Derive High Confidence Rules for Spatial Data using Tuple Count Cube
William Perrizo1, Qin Ding1, Qiang Ding1, and Amalendu Roy1
1 Department of Computer Science, North Dakota State University,
Fargo, ND 58105-5164, USA
{William_Perrizo, Qin_Ding, Qiang_Ding, Amalendu_Roy}@ndsu.nodak.edu
Abstract. The traditional task of association rule mining is to find all rules with high support and high confidence. In some applications, such as mining spatial datasets for natural resources, the task is to find high confidence rules even though their supports may be low. In still other applications, such as the identification of agricultural pest infestations, the task is to find high confidence rules preferably while the support is still very low. The basic Apriori algorithm cannot be used to solve these problems efficiently. In this paper, we propose a new model to derive high confidence rules for spatial data. A new data structure, the Peano Count Tree (PC-tree), is used in our model to represent all the information we need. PC-trees represent spatial data bit-by-bit in a recursive quadrant-by-quadrant arrangement. Based on the PC-tree, we build a special data cube, the Tuple Count Cube (TC-cube), to derive high confidence rules. Our algorithm for deriving confident rules is fast and efficient. In addition, we discuss some strategies for avoiding over-fitting (removing redundant and misleading rules).
1 Introduction
Association rule mining [1,2,3,4,5], proposed by Agrawal, Imielinski and Swami in 1993, is one of the important tasks of data mining.
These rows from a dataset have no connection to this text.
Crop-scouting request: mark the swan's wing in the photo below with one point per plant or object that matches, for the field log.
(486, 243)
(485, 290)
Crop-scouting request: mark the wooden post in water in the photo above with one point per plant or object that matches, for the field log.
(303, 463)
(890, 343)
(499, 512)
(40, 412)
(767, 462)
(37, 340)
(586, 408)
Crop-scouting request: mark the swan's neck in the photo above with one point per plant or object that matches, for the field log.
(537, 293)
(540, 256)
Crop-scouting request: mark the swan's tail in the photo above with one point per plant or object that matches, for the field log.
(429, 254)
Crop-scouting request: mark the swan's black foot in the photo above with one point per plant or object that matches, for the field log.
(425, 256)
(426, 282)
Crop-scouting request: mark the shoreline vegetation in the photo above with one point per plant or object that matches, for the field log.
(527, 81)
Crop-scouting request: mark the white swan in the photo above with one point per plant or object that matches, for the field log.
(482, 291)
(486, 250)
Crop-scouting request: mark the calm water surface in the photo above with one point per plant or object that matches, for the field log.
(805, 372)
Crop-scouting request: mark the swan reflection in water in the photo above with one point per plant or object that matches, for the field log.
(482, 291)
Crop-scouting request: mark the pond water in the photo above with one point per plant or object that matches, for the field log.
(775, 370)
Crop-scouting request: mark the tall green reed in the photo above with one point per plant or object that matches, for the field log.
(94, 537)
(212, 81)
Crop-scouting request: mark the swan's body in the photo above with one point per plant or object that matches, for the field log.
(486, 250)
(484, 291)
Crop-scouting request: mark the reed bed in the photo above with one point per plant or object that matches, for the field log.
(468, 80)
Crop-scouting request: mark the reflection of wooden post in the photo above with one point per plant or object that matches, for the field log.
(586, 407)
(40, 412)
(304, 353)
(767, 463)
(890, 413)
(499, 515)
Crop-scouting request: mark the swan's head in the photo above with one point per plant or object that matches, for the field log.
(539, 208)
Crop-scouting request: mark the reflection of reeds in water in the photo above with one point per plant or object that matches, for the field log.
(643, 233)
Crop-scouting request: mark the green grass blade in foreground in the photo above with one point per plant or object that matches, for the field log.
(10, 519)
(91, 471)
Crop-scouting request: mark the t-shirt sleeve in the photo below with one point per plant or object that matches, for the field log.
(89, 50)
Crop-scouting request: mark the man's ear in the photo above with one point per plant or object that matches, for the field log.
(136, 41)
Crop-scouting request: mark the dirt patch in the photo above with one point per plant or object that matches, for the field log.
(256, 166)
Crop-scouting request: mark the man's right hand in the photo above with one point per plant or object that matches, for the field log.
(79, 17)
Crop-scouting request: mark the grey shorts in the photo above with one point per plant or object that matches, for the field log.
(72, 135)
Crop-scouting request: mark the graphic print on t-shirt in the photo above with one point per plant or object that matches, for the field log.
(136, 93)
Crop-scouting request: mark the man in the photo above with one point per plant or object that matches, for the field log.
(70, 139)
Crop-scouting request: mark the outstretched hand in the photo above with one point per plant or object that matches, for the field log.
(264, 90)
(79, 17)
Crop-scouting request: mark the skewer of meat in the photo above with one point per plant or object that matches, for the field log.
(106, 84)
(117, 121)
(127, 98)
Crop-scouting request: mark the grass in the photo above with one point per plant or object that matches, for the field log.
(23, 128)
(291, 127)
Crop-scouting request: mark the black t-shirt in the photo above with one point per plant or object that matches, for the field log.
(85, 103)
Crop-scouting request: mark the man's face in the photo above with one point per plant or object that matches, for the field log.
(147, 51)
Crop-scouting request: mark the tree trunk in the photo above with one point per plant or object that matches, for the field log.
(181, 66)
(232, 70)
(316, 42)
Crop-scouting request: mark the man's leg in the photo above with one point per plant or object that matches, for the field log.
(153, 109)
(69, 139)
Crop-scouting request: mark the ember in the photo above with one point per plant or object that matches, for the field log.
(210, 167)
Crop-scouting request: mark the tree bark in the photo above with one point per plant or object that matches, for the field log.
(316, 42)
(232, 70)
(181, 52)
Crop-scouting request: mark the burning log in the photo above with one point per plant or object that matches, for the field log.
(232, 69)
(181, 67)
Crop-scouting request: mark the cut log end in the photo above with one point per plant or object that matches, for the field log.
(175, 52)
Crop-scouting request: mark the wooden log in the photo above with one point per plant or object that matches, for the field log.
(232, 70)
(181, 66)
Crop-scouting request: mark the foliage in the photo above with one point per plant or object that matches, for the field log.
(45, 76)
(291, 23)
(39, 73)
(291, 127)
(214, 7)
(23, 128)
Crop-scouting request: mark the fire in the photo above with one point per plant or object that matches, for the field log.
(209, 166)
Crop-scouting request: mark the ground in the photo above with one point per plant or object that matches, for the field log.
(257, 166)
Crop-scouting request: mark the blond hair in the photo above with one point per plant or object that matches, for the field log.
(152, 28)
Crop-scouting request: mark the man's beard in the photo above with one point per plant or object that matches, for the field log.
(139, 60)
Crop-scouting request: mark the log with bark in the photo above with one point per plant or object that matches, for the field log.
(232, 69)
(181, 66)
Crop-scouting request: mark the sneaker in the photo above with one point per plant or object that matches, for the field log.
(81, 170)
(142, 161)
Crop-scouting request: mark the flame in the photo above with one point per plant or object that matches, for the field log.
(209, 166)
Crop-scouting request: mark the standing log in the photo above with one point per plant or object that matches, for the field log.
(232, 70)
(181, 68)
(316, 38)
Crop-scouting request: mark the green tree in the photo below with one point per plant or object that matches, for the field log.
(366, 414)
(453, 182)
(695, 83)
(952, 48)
The original application of association rule mining is on market basket data. A typical example is “customers who purchase one item are very likely to purchase another item at the same time”. There are two accuracy measures, support and confidence, for each rule. The problem of association rule mining is to find all the rules with support and confidence exceeding some user specified thresholds. The basic algorithms, such as Apriori [1] and DHP [4], use the downward closure property of support to find frequent itemsets, whose supports are above the threshold. After obtaining all frequent itemsets, which is very time consuming, high confidence rules are derived in a very straightforward way.
However, in some applications, such as spatial data mining, we are also interested in rules with high confidence that do not necessarily have high support. In still other applications, such as the identification of agricultural pest infestations, the task is to find high confidence rules preferably while the support is still very low. In these cases, the traditional algorithms are not suitable. One may think that we can simply set the minimal support to a very low value, so that high confidence rules with almost no support limit can be derived. However, this will lead to a huge number of frequent itemsets, and is, thus, impractical.
In this paper, we propose a new model, including new data structures and algorithms, to derive “confident” rules (high confidence only rules), especially for spatial data. We use a data structure, called the Peano Count Tree (PC-tree), to store all the information we need. A PC-tree is a quadrant based count tree. From the PC-trees, we build a data cube, the Tuple Count Cube or TC-cube which exposes the confident rules. We also use the attribute precision concept hierarchies and a natural rule ranking to prune the complexity of our data mining algorithm.
The rest of the paper is organized as follows. In section 2, we provide some background on spatial data. In section 3, we describe the data structures we use for association rule mining, including PC-trees and TC-cubes. In section 4, we detail our algorithms for deriving confident rules. Performance analysis and implementation issues are given in section 5, followed by related work in section 6. Finally, the conclusion is given.
2 Formats of Spatial Data
There are huge amounts of spatial data on which we can perform data mining to obtain useful information[16]. Spatial data are collected in different ways and are organized in different formats. BSQ, BIL and BIP are three typical formats.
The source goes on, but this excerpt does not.